Никита побрел по двору, нетвердо ступая точно бы чужими, одеревеневшими ногами. Когда обернулся, канистры уже не было — ночь такая темная, будто над двором повисло не небо, а черный цыганский полог. В этой кромешной темноте неожиданно загорланили петухи, и Никита вздрогнул. Никогда он не боялся петушиного крика, а тут… «Видать, уже полуночные, испугали, черти!» Никита направился к курятнику, открыл дверь и начал пугать кур, сгоняя их с насеста. С глухим хлопаньем крыльев птицы выскакивали на волю и пропадали в темноте. «Вот так оно вам будет лучше»… Корову отвел на огород, поставил на стожку свежей травы, которую накосил вчера, отвязал налыгач, чтоб не пугался в ногах, ладонями погладил буграстые, теплые снизу рога, чувствуя комок в горле и резь в глазах. «Ну, гуляй себе… и прощай»… Кабаны спали, зарывшись в сухую солому. Пришлось поднять. Ленивые, тяжелые, на коротких ножках, они не хотели покидать теплое место, не понимая, зачем это их потревожили ночью. Никита бил кулаками по широким спинам, толкал коленями. «Идите, идите, теперь вы вольные»… Затем он открыл кроличьи клетки. Тут больших усилий не потребовалось, молодые, недавно посаженные на откорм зверьки быстро оставили клетки, запрыгали зайцами и пропали в темноте. «Ну вот, теперь грузовое такси не прибудет сюда»… Спустил с цепи Серка, потрепал по загривку, снял ремень с затвердевшей, в мозолях, шеи, и Серко обрадовался, терся у ног, ласкался. «Ну, дружище, кончилось твое сторожевание. Добре мне послужил, спасибо»… Никита отвязал и суку, щенка вытащил из будки, сонного, теплого, подержал, как ребенка, на руках, прижал к щеке его мягкую мордочку. «Ну вот, кажется, и все… Беги, беги, дурачок, к матери»… Опустил щенка на землю и долго еще стоял посреди двора о чем-то думая. И вдруг поспешно без фонаря, взобрался на чердак, ползал там на четвереньках, отыскивал прикрытый стружкой и завернутый в мешок картонный ящик. Отыскал с трудом, прижал к груди, как дорогую находку, посидел, отдышался. «Так оно будет надежнее и на душе спокойно», — подумал он, вставая. По лестнице спускался быстро и проворно, выбежал из дому и, прижимая к груди завернутый в мешок ящик, спокойно пошел по двору, сам не зная куда. Вернулся к крыльцу, на ощупь отыскал канистру.
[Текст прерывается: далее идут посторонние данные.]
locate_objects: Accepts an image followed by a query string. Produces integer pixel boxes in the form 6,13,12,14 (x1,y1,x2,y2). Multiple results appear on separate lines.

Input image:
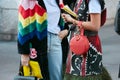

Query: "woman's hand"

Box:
58,29,68,40
21,54,30,66
62,13,74,23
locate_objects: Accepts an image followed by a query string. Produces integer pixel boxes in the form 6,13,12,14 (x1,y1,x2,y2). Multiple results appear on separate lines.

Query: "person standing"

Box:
17,0,71,80
62,0,111,80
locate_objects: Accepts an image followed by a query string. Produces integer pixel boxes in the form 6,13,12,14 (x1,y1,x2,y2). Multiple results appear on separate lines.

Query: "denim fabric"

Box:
48,32,62,80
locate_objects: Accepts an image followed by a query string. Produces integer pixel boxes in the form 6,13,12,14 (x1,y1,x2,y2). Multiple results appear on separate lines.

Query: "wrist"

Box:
77,21,83,29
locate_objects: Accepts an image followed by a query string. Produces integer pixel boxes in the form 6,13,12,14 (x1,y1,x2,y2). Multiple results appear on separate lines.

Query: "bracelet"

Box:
72,20,76,25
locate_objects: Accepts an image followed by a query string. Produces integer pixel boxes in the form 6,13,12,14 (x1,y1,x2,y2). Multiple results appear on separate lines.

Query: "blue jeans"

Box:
48,32,62,80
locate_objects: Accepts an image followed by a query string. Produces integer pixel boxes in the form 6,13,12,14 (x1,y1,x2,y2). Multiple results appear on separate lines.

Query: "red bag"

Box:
70,29,90,55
— Стоишь, разлюбезная, меня ждешь, — говорил Никита. — Вот теперь не тревожься и не беспокойся, спички у меня имеются. Заранее приготовлены, припасены… Ну-ка, милушка, сослужи мне службу, подсоби кончить все разом…
Мешавший ему ящик Никита оставил на крыльце — пусть малость полежит — и взял канистру. Она показалась ему тяжелой, он нес ее и спотыкался. А тут еще попадались под ноги кролики, мешали идти. «Ну чего прыгаете в темноте, чертенята»… Он подошел к собачьей конуре, положил на нее канистру и открыл ее. Услышав бульканье, он поспешно чиркнул спичку и бросил ее на то место, где лежала канистра, и опрометью кинулся на огород. Он бежал без оглядки, с той резвостью, с какой, бывало, бегал наперегонки в детстве со своими сверстниками. Сам не мог понять, откуда взялась у него такая прыть, что в темноте и с ходу, не раздумывая, он перемахнул изгородь и помчался по грядкам, по кустам картошки. За огородом, на толоке, тоже хотел, так же не сдерживая бег, перепрыгнуть канаву и не рассчитал, упал, до крови поцарапал щеку и тотчас, не чувствуя боли, вскочил и побежал. Ему казалось, что бежал он долго, а берега Кубани с висячим на тросах мостом, к которому Никита торопился, чтобы побыстрее оказаться за рекой и там укрыться в лесу, все не было и не было В горле пересохло, дышать было трудно, щеки и глаза заливало кровью, а он бежал и бежал, боясь остановиться и оглянуться. Когда же он наконец поднялся на мост и под ногами у него закачался и заскрипел шаткий, висевший над водой настил из тонких досок, Никита не оборачиваясь, спиной, не увидел, а почувствовал сзади зарево, похожее на огромный костер… «Так вот оно, оказывается, как все просто»… А мост покачивался, поскрипывал, внизу плескалась река, невдалеке чернел лес, царила тишина и над станицей пламенел костер…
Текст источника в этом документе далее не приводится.